To keep the cookies neat looking, put the ganache in a piping bag or a plastic sandwich bag with the corner snipped off, and pipe a small dollop of ganache in the center of every cookie. Top one of the cookies with a brownie, then add a cookie to the top. Push down firmly, being sure to spread the ganache evenly but not so much that it squirts out of the side. If that happens, use a clean, slightly damp, paper towel to remove any excess. Don't be afraid to lift off the shortbread to remove the excess if you need to.
Store in an airtight container.
Cocoa Shortbread Cookies
2 sticks of unsalted butter, at room temperature
1 1/2 cups of firmly packed light brown sugar
2 eggs at room temperature
1/2 cups of bread flour*
3 cups all-purpose flour
1/2 cup cocoa powder
Sift the flours and cocoa together and set aside. (* You can substitute the bread flour with all-purpose flour. The cookies may be just a little less chewy but you can get around this by just baking the cookies for maybe a minute or two less. Just be careful not to over bake the cookie or they will be too hard.)
Beat the butter, sugar, and eggs for 1 minute, until well combined. Add sifted flours to the mixture in three batches, mixing until you cannot see any flour in the dough. The mixture will be very thick and dry on the last batch. Divide the dough in half, knead each ball a bit (looking for pockets of flour), wrap in plastic wrap and refrigerate for and hour (or overnight).
Preheat the oven to 325F. Remove the dough from the refrigerator and knead it a bit to soften (it will be firm)
Lightly dust your counter with flour and roll the dough out to be a quarter inch thick (tip: I strongly recommend that you invest in a set of rolling pin bands. They slide easily onto the ends of your rolling pin and take all the guess work out of getting your dough a uniform height.)Cut 96 rounds using a 1 inch cookie cutter. Place the cut rounds upside down onto parchment paper and store in the refrigerator until you're ready to bake them. The first batch should be refrigerated at least 20 minutes before you bake them.

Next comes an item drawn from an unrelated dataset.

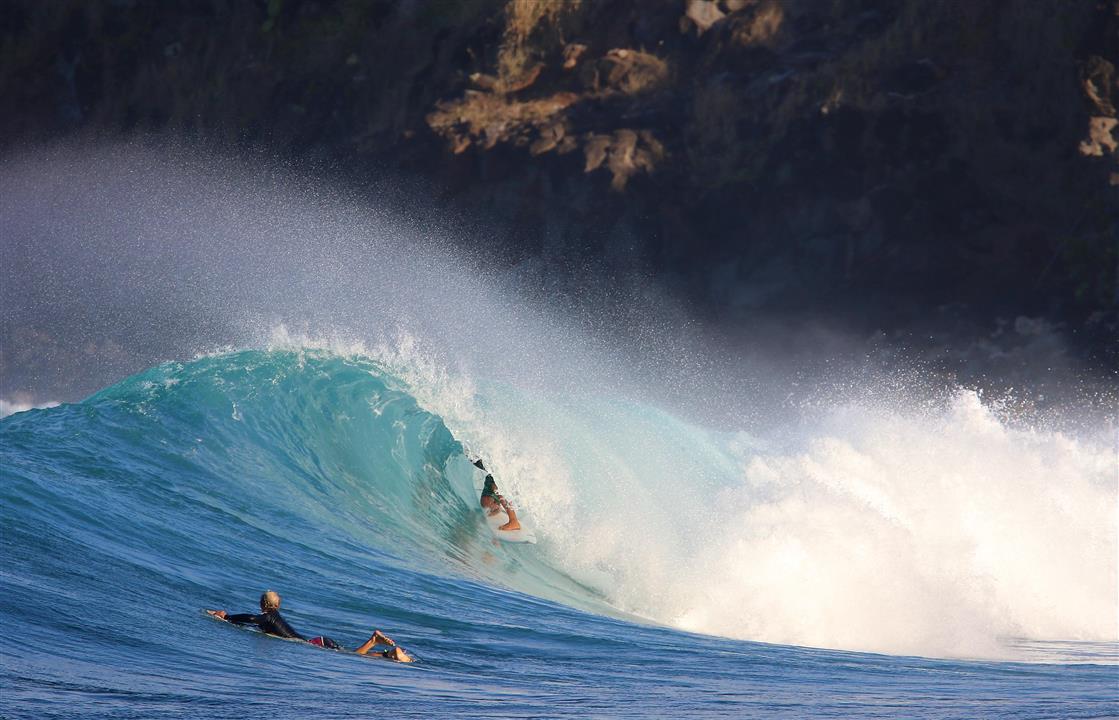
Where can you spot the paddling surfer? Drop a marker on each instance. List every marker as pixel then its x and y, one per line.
pixel 271 623
pixel 492 502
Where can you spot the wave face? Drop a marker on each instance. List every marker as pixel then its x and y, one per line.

Place the rounds onto a parchment or Silpat lined baking sheet about an inch a part (they won't spread) and bake 10-11 minutes. Cool on wire racks.
1/2 cup of unsalted butter, at room temperature
2 ounces of good quality unsweetened chocolate
1 cup sugar
1 teaspoon vanilla
3/4 cup all-purpose flour
1/4 teaspoon of salt
Lightly butter one half-sheet pan and line with a large piece of parchment paper, extending the paper about an inch over the edge of the pan (this is the pan I used and was able to get enough circles cut. If you don't have a half-sheet pan, you can divide the batter in two 8x8 pans and I *think* you'll have enough space to get 24 rounds out of each pan. If you make this recipe and use a different pan, please let me know if you had enough rounds.)
Preheat the oven to 350F. In a saucepan melt the butter and chocolate over low heat. Remove from the pan from the heat and let cool for 5 minutes. Stir in the eggs, sugar, and vanilla and mix lightly with a wooden spoon, just until it's combined. Add the flour and mix only until it's combined (try not to over stir). The batter will be lumpy and that's perfectly okay.
Spread the batter in the pan(s). It will be very sticky and you'll need to use a spatula to get it to spread evenly to the corners of the pan. Bake about 20-25 minutes (15 minutes or so if you're making this in two pans...keep an eye on it and be sure not to let it over bake).
Remove from the oven and let the pan(s) cool on the rack for at least an hour. Leave the brownies in the pan, and using the same 1-inch circle cookie cutter, cut 48 brownie rounds and store in an airtight container in the refrigerator until you're ready to assemble.
1/2 cup heavy cream
7 ounces of high quality dark chocolate, evenly chopped
Heat the cream in a small sauce pan just until it's about to boil. Remove the pan from the heat and add the chocolate. Stir until smooth and let cool on the counter.